Hyperbolic towers are natural draft units built of concrete which can be several hundred feet in height and of equal width at the basin; a shape which allows for optimum air flow and structural stability.

Hyperbolic towers may be a counterflow or crossflow design. 

In the crossflow design, water is distributed outside the tower with the initial contact between air and water taking place prior to entry into the tower itself. In counterflow hyperbolic towers, water distribution occurs inside the structure.

Air flow through hyperbolic towers is produced by differences in air density; dry bulb temperatures and relative humidity also play an important role. In operation, heavier outside air is drawn in from around the base of the tower. It displaces lighter saturated air in the tower, forcing it up and out the top. In fact, it works much like a conventional chimney, except that water saturation rather than heat causes the changes in air density that are responsible for air movement.

Unlike the mechanical draft tower whose fan moves fixed volume of air regardless of its density, a hyperbolic unit's air flow varies with changing atmospheric conditions.

Because of the height and diameter necessary to gain the natural draft required for a given capacity and because they utilize such expensive materials as prestressed concrete, the construction costs of hyperbolic towers are high, as compared to mechanical draft towers. The absence of fans, however, results in lower operating costs than conventional towers. 

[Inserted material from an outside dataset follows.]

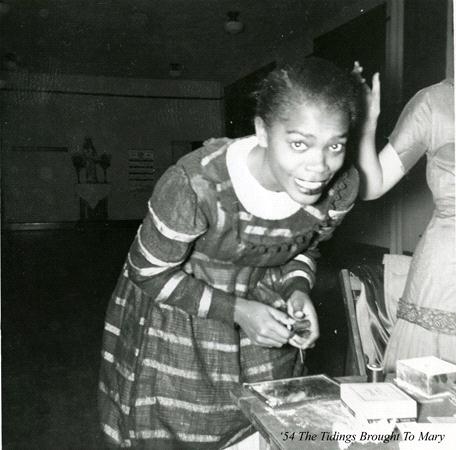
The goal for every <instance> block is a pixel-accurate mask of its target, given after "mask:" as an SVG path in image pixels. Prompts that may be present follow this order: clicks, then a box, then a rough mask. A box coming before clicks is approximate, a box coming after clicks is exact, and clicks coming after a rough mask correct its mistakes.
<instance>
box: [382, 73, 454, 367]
mask: <svg viewBox="0 0 456 450" xmlns="http://www.w3.org/2000/svg"><path fill="white" fill-rule="evenodd" d="M390 144H391V145H392V147H393V148H394V149H395V151H396V152H397V154H398V156H399V158H400V159H401V161H402V164H403V166H404V170H405V171H408V170H409V169H410V168H411V167H412V166H413V165H414V164H415V163H416V162H417V161H418V159H420V157H421V156H422V155H423V154H426V157H427V168H426V179H427V183H428V185H429V188H430V189H431V192H432V195H433V201H434V204H435V209H434V212H433V215H432V218H431V220H430V222H429V224H428V226H427V228H426V231H425V233H424V234H423V236H422V237H421V239H420V241H419V243H418V245H417V247H416V249H415V252H414V256H413V260H412V263H411V266H410V271H409V275H408V278H407V283H406V286H405V290H404V295H403V297H402V298H401V299H400V301H399V304H398V309H397V317H398V321H397V322H396V324H395V326H394V329H393V332H392V335H391V338H390V340H389V343H388V346H387V348H386V353H385V359H384V361H385V367H386V370H388V371H392V370H394V368H395V364H396V361H397V360H398V359H405V358H412V357H419V356H427V355H434V356H437V357H439V358H442V359H445V360H447V361H450V362H453V363H456V250H455V247H456V244H455V148H454V84H453V81H452V80H444V81H442V82H441V83H438V84H435V85H432V86H429V87H427V88H425V89H423V90H421V91H419V92H418V93H417V94H416V95H415V96H414V97H413V98H412V99H411V100H410V101H409V103H408V104H407V106H406V107H405V109H404V111H403V112H402V114H401V116H400V118H399V121H398V123H397V125H396V127H395V129H394V131H393V133H392V135H391V136H390Z"/></svg>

They are economical when a plant can amortize the construction costs over an extended period of time. Utilities have found the use of hyperbolic towers advantageous in terrain, where the height of the towers raises the plume to eliminate recirculation and contact with the surrounding load areas. Industrial plants, which have shorter process payout times and much smaller heat loads, and thus smaller plumes, usually construct mechanical draft units.